Introduction: Acute myelogenous leukemia [AML] is a heterogenous group of primary hematopoietic neoplasms arising from myeloid precursor cells.  Up to 50% of patients failed to achieve remission with initial therapy and go on to develop relapsed/refractory AML [R/R AML]. Current standard of care remains enrollment in a clinical trial in view of the paucity of evidence surrounding it clearly superior treatment modality, and the therapy which provides the best chance for cure is allogeneic hematopoietic stem cell transplantation [HSCT], with much of everyday clinical decision-making in R/R AML surrounding the choice of the least toxic regimen that could achieve remission-reinduction and enable prompt HSCT.
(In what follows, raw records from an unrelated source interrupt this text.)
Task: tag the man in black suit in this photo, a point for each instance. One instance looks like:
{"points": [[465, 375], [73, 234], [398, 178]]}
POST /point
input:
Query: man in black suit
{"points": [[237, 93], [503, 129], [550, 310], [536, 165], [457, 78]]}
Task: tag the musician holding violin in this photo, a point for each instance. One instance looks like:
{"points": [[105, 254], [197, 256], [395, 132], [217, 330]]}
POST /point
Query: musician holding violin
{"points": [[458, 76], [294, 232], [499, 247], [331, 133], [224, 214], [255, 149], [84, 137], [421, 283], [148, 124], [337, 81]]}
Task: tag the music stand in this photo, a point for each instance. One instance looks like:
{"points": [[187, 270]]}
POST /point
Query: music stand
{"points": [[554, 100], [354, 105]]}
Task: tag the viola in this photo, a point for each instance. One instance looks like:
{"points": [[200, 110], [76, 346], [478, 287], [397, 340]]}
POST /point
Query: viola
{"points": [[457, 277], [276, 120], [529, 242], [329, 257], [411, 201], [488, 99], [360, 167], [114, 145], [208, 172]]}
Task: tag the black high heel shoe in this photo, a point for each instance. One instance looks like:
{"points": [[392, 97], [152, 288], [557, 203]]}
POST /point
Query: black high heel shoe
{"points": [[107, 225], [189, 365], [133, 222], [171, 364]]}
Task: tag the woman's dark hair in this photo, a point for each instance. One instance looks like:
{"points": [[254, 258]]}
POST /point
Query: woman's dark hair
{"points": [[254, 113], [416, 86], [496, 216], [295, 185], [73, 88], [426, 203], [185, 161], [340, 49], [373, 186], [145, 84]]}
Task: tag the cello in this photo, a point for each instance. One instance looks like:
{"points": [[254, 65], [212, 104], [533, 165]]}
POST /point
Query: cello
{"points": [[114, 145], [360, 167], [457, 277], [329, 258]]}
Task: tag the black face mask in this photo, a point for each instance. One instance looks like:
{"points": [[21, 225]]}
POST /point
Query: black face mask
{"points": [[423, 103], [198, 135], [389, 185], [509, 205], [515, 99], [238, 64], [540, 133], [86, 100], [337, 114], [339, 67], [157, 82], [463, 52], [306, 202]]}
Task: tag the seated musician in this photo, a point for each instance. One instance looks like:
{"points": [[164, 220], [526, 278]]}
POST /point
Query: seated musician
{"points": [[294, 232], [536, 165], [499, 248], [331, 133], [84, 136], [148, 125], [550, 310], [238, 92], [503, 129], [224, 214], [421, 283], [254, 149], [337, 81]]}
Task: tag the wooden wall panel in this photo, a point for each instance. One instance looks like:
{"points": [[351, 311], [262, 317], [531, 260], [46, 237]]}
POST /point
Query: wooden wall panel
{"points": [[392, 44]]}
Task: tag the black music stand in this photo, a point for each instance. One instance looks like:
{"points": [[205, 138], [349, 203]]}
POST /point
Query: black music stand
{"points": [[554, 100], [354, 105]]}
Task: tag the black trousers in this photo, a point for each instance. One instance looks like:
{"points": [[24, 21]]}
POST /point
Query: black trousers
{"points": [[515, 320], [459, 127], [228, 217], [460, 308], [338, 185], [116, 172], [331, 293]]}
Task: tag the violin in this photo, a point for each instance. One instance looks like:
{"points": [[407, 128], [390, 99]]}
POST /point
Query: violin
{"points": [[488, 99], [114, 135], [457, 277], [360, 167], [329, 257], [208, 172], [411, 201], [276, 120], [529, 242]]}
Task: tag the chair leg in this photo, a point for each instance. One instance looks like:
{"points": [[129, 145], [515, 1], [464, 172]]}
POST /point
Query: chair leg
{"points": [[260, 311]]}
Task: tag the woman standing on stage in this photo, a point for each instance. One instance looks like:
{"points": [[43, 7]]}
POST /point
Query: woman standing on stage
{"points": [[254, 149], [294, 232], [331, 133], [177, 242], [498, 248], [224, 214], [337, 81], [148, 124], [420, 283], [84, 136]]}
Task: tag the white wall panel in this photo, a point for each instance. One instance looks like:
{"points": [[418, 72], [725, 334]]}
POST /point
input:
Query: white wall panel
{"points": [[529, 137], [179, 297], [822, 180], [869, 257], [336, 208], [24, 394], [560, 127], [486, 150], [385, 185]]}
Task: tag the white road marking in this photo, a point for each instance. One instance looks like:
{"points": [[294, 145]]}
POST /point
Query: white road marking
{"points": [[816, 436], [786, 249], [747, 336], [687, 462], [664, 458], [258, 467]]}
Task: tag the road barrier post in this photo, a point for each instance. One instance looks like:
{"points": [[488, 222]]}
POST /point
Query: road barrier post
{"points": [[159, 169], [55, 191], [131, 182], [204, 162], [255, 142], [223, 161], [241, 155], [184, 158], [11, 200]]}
Discussion: We discuss in this contemporary review a wide variety of treatment modalities currently employed in order to achieve this goal.  Traditional cytotoxic chemotherapeutic agents such as cytarabine, fludarabine and daunorubicin are reviewed amongst several others, with a focus on commonly employed treatment regimens in the salvage setting such as HiDAC, FLA/FLAG, MEC and GCLAC, to name a few.  We then turn our attention to newer targeted therapies that have shown promise in specific patient populations such as the IDH inhibitors ivosidenib and enasidenib, and FLT3 inhibitors such as gilteritinib and quizartinib.  Several other targeted agents that have been studied in the R/R AML setting are also discussed, with some of these agents being primarily used in entirely different diseases altogether. Lastly we turned our attention to a few immunotherapeutic agents employed in the R/R in the setting, the CD33 inhibitors and the novel bispecific antibodies.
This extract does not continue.